Then you should send them each a note telling them so under the dissatisfaction warranty. :Biggrin:

----------


## Lab Insight

Say what you want about Essilor.  They are still the only company out there that ante up in the hundreds of thousands each year to support ECP's, their associations, events and the Colleges that have cowardly turned against them and now in a legal battle.  Pffft good luck with that.

These morons and their egos running the Colleges should all be released from their duties and looking for ways to support their members rather than picking fights they will never win and will only leave them flat broke and walking funny after the lawyers are done with them. 

 Then guess what will happen....you guessed it - the Colleges will be back in line asking Essilor for food stamps and if they can jump back into their lavish coffers.

Listen to djal -  he hit it bang on with his analogy of Hoya.  They're more of an enemy to the ECP than ally.

----------


## Browman

> Then you should send them each a note telling them so under the dissatisfaction warranty.

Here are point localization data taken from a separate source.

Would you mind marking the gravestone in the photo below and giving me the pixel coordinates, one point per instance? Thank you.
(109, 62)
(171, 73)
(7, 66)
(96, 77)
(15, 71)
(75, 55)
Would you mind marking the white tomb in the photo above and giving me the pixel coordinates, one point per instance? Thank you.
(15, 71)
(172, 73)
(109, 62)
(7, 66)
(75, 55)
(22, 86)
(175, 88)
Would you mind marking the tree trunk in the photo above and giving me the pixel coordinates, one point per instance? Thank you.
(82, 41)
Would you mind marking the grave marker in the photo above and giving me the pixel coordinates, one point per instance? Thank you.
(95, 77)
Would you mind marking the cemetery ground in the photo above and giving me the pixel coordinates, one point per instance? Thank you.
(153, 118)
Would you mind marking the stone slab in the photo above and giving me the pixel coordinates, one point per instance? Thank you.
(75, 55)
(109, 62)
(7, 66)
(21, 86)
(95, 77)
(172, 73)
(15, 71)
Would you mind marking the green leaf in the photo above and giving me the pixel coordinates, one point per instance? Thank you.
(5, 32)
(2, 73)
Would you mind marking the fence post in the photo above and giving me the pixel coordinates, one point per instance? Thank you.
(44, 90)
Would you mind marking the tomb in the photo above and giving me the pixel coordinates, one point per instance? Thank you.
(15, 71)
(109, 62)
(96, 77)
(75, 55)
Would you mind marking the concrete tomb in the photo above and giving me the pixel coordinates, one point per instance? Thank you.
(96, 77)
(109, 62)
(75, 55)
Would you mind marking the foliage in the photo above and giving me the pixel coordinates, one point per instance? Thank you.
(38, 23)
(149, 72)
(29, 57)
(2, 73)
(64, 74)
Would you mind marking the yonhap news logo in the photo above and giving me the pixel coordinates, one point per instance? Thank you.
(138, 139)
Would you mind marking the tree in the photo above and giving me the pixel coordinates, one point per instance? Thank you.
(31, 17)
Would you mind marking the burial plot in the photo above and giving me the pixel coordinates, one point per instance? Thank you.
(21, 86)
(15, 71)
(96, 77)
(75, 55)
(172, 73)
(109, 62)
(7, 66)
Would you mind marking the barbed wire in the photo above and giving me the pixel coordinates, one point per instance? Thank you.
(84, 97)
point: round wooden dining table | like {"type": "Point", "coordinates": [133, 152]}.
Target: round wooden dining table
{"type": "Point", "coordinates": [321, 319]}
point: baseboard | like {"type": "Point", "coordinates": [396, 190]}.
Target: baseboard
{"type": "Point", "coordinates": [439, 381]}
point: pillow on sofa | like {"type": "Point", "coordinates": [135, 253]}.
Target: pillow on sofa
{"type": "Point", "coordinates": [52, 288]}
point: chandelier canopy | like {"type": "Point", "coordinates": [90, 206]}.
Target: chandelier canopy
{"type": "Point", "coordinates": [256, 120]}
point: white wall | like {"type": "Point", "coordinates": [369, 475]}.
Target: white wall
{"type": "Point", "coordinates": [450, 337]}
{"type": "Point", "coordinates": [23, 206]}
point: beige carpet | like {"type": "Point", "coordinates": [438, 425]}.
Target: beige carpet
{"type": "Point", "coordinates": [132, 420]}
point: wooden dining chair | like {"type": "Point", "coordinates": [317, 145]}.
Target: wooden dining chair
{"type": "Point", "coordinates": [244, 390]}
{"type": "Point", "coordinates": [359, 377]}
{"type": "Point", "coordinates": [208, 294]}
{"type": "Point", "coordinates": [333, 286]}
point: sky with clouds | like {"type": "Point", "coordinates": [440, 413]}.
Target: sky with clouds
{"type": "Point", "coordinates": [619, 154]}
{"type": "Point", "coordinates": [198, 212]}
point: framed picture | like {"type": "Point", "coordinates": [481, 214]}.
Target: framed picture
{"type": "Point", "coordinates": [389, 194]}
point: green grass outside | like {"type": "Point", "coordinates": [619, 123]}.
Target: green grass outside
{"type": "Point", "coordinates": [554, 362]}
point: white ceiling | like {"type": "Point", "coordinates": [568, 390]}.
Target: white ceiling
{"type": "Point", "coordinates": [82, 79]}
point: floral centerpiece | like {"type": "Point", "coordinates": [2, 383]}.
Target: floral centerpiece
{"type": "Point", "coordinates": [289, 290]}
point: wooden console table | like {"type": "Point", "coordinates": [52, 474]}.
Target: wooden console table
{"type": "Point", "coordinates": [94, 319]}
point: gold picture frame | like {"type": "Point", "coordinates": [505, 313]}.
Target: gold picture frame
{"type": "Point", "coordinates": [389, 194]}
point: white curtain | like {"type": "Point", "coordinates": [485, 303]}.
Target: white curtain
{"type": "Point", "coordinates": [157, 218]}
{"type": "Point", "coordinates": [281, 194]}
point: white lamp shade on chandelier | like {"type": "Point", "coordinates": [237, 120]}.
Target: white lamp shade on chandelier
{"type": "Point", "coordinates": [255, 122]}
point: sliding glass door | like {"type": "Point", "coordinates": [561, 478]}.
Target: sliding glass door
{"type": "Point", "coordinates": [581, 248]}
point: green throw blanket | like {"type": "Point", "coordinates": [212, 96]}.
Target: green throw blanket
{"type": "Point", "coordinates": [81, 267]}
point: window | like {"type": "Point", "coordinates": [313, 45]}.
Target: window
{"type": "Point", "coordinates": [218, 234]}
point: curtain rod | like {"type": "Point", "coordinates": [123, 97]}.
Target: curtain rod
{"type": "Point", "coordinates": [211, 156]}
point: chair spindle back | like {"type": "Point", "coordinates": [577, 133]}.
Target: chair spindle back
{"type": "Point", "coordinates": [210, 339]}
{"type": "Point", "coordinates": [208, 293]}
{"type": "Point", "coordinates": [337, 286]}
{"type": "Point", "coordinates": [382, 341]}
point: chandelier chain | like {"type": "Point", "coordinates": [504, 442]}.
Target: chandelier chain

They'll never listen. The massive number of defects and delayed shipping times aside (10 days? Try 28 on a poly safety job with no AR and transitions!), Hoya's problem is and will continue to be attitude. They're incapable of seeing their own mistakes because their upper echelons are staffed with people convinced they can do no wrong, that everything they do is right, and that any failure on their part is actually because of Essilor. Their stubborn refusal to take responsibility for their own failures, and their insistence on shifting the blame onto the OD or optician or Essilor when HOYA is the one who @$&^% up, is unconscionable. I've said it before, but, integrity goes a long way towards who I'm willing to do business with, and Hoya has demonstrated that they have none.

----------


## CCGREEN

I do a few 3M safety jobs on occasion. According to a memo I recently got from 3M and a Hoya rep that came through last week Hoya has purchased 3M. Going to be interesting to see what the turn around time and quality is coming from them here on out. 3M always took 2 to 3 weeks and quality was good. Only thing I was getting out of 3M was a fitting fee because the companies that use them have vision service plans for their employees. We dont do anything with Vision Plans in this office thank goodness. Only reason we do some safety is just PR (public relations) hoping to get their medical insurance for cataract surgery of other medical eye issues.
I have never understood why those in this area that take those vision service plans for the companies dont also do their Safety Glasses. Lot less headache with Safety the plans.

----------


## Lab Insight

> They'll never listen. The massive number of defects and delayed shipping times aside (10 days? Try 28 on a poly safety job with no AR and transitions!), Hoya's problem is and will continue to be attitude. They're incapable of seeing their own mistakes because their upper echelons are staffed with people convinced they can do no wrong, that everything they do is right, and that any failure on their part is actually because of Essilor. Their stubborn refusal to take responsibility for their own failures, and their insistence on shifting the blame onto the OD or optician or Essilor when HOYA is the one who @$&^% up, is unconscionable. I've said it before, but, integrity goes a long way towards who I'm willing to do business with, and Hoya has demonstrated that they have none.


Very true - urgency or responsibility is not in their vocabulary.  Arrogance certainly only hinders any business relationship.

----------


## Lab Insight

> I do a few 3M safety jobs on occasion. According to a memo I recently got from 3M and a Hoya rep that came through last week Hoya has purchased 3M. Going to be interesting to see what the turn around time and quality is coming from them here on out. 3M always took 2 to 3 weeks and quality was good. Only thing I was getting out of 3M was a fitting fee because the companies that use them have vision service plans for their employees. We dont do anything with Vision Plans in this office thank goodness. Only reason we do some safety is just PR (public relations) hoping to get their medical insurance for cataract surgery of other medical eye issues.
> I have never understood why those in this area that take those vision service plans for the companies dont also do their Safety Glasses. Lot less headache with Safety the plans.


3M was purchased simply for the volume and a way to gain instant access into new offices that are safety dispensers.  Producing safety lenses is more of a community service more than anything else, and I'm sure the selling price was dirt cheap.

The business strategy to me seems rather flawed and desperate...why would a premium lens manufacturer want to own and produce the cheapest lenses on the market? It goes completely against the grain.  My guess is they will just flip the entire safety division over to Thailand for production in due time.  That makes more business sense to me.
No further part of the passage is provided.